At Cal Poly San Luis Obispo, students in the Computer Science and AI Club meet every Sunday afternoon in a large lecture hall. On a recent Sunday, 80 students, mostly computer science freshmen, sat in front of two projectors to learn about AI basics from club leaders.
“As the president this year, I’m trying to champion a place where people who know more about AI come to teach people who know less and are very interested,” said Leo Horwitz, a computer science senior at Cal Poly.
The club offers workshops to teach the foundations of AI to students and is working on original AI application projects – for example, one that will research and generate code and another that will automate and referee games of red light, green light. The club partners with local companies to raise funds, and it gets money from the student government, which sponsors clubs, Horwitz said.
Horwitz is excited about the possibility of Cal Poly working with a leading AI developer in the future.
“A direct partnership with a company in the industry is productive because it’s easy for academia to fall behind,” Horwitz said. “No matter what (the partnership) is, we’re interacting with them. This is a way for us to force ourselves to be in the thick of it with the cutting edge stuff.”
Horwitz’s professor, Franz Kurfess, offers opportunities for his students to work with companies as part of his courses. He is also leading the project that Cal Poly junior Lim is working on to use AI in evaluating students’ senior projects.
“Working with an external company is an excellent opportunity for students to learn about practical applications of AI in a context that they might experience later in their career,” Kurfess said. “It also exposes them to professional work practices where they may not be able to get away with things that they are doing for class assignments because they have other people depending on their work.”

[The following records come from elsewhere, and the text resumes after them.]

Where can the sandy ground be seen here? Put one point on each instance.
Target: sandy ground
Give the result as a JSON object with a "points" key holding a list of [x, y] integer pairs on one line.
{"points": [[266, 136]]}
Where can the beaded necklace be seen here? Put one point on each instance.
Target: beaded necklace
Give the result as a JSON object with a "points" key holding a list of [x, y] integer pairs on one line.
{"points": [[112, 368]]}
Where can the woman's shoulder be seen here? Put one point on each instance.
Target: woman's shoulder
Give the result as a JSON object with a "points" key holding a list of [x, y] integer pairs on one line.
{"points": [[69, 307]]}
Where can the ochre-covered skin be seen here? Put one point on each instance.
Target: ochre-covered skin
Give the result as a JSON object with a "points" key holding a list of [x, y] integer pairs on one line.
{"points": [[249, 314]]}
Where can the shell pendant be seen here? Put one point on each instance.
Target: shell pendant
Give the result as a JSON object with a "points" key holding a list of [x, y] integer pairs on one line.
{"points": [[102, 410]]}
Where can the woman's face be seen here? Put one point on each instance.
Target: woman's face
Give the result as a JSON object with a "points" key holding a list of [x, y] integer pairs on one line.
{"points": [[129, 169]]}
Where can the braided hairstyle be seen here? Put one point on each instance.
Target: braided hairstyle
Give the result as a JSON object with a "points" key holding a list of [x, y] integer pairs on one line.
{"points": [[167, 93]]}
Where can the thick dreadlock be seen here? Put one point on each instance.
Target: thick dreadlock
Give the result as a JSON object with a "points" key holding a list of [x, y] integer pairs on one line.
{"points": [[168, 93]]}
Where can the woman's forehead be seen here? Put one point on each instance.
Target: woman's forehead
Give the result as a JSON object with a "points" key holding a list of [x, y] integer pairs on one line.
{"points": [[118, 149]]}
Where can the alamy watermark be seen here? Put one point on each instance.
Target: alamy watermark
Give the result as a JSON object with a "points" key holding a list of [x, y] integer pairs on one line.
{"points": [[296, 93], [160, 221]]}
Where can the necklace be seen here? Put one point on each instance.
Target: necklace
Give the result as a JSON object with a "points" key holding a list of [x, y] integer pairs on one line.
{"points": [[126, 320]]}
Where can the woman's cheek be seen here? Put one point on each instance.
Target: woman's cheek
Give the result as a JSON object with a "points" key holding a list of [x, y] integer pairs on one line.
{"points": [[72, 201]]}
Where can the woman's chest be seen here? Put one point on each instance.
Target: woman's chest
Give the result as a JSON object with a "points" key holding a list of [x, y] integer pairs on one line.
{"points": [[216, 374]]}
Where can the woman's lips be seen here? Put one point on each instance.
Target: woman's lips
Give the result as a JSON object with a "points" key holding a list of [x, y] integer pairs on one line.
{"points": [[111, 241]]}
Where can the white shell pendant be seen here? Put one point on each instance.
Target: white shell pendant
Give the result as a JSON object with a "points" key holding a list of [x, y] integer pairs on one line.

In another partnership with this news organization, Cal Poly San Luis Obispo faculty and students recently worked with CalMatters to build Digital Democracy – an AI-powered website that tracks lawmakers, legislation, campaign contributions, and congressional hearings and sessions.
Across the UC system, leaders are working to incorporate AI across disciplines, while balancing the potential pitfalls of the technology. A UC presidential working group chose a list of “responsible AI principles,” which include transparency about AI use, safety and privacy.
For Chris Mattmann, the chief data and artificial intelligence officer at UCLA, ongoing developments in the world of generative AI mean it’s crucial to “innovate and experiment,” but to do so with the guidance of “responsible and ethical principles.” Mattmann began at UCLA earlier this year, and his role is the first of its kind at any UC.
Mattmann works to oversee AI strategy across UCLA, including how the technology is used by faculty, students, staff and researchers. He emphasized the importance of developing AI literacy across disciplines. UCLA recently became the first California college to offer ChatGPT enterprise accounts, allowing a limited number of student groups and faculty to use the technology through the university.
“(Our goal) is to hopefully demystify AI, so people really understand what’s coming, what’s here, the opportunity, but also the need to really be guided by ethics,” Mattmann said.
Beyond the public higher education systems in California, private universities are also working to create AI opportunities for students. While some private universities such as Stanford have added concentrations or minors in AI, USC is developing a new AI major in response to the immense demand for AI instruction, said Nenad Medvidović, the computer science department chair at USC.
Medvidović says that some students are driven by an academic curiosity of how AI works, but others are driven by making sure they are employable after they graduate.
“I’ve seen many waves of technology that have kind of come along and matured,” Medvidović said. “Nothing has come close to what we’re seeing right now with AI and machine learning and large language models.”